July 27, 2008, 6:47 am • Tags: , ,

The present moment is what happens. Since this changes constantly it seems that life consists of thousands of moments in which different things happen. Time is seen as an endless succession of moments. Yet, if we look more closely we find that there are not many moments at all. Life is always now and unfolds in the constant present. Even past or future moments only exist when they are remembered or anticipated.

Scientists, the specialists in discovering what is true about the world and the universe, often work like detectives. They make a guess, called a hypothesis, about what might be true. They then say to themselves, “If that were really true, we ought to see so and so”. This is called a prediction. For example, if the world is really round, we can predict that a traveller, going on and on in the same direction, should eventually find himself back where he started.

We use evidence to learn about the world and the way it operates. It is much more clever and complicated than that, however. It is based on cause and effect and the internal processing of this material to convince us of what is true or not. Evidence is a good reason for believing something, but there are three bad reasons for believing anything. They are called tradition, authority, and revelation.

Tradition means beliefs handed down from generation to generation, or from books handed down through the centuries. Traditional beliefs often start from almost nothing. Perhaps somebody just makes them up originally, like the stories about Thor and Zeus. But after they’ve been handed down over some centuries, the mere fact that they are so old makes them seem special. People believe things simply because people have believed the same thing over the centuries. That’s tradition.

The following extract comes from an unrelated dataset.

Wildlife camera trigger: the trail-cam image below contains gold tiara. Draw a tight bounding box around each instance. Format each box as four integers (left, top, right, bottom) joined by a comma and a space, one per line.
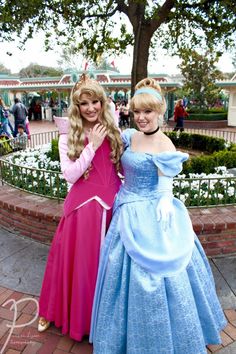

Authority, as a reason for believing something, means believing in it because you are told to believe it by somebody important. In the Roman Catholic Church, the pope is the most important person, and people believe he must be right just because he is the pope. In one branch of the Muslim religion, the important people are the old men with beards called ayatollahs. Lots of Muslims in this country are prepared to commit murder, purely because the ayatollahs in a faraway country tell them to.

When religious people just have a feeling inside themselves that something must be true, even though there is no evidence that it is true, they call that feeling revelation. We all have inside feelings from time to time, sometimes they turn out to be right and sometimes they don’t. People sometimes say that you must believe in feelings deep inside. Sometimes people have a strong inside feeling that somebody loves them when it is not based upon any evidence, and then they are likely to be completely wrong. Inside feelings must be backed up by evidence, otherwise you just can’t trust them.

Astronomers have discovered evidence to suggest that the universe came into existence fifteen billion years ago in a gigantic explosion and has been expanding ever since. Not only has it been expanding, but it is also growing in complexity and becoming more and more differentiated. Some scientists also postulate that this movement from unity to multiplicity will eventually become reversed. The universe will then stop expanding and begin to contract again and finally return to the unmanifested, the inconceivable nothingness out of which it came, and perhaps repeat the cycles of birth, expansion, contraction, and death again and again. 

For what purpose? “Why does the universe go to all the bother of existing?” asks physicist Stephen Hawking, realizing at the same time that no mathematical model could ever supply the answer.

If you look within rather than only without, however, you discover that you have an inner and an outer purpose, and since you are a microcosmic reflection of the macrocosm, it follows that the universe too has an inner and outer purpose inseparable from yours. The outer purpose of the universe is to create form and experience the interaction of forms. The play, the dream, the drama, or whatever you choose to call it. Its inner purpose is to awaken to its formless essence.

Then comes the reconciliation of outer and inner purpose, to bring the essence of consciousness into the world of form and thereby transform the world. The ultimate purpose of that transformation goes far beyond anything the human mind can imagine or comprehend. And yet, on this planet at this time, that transformation is the task allotted us. That is the reconciliation of outer and inner purpose, the reconciliation of the world and God.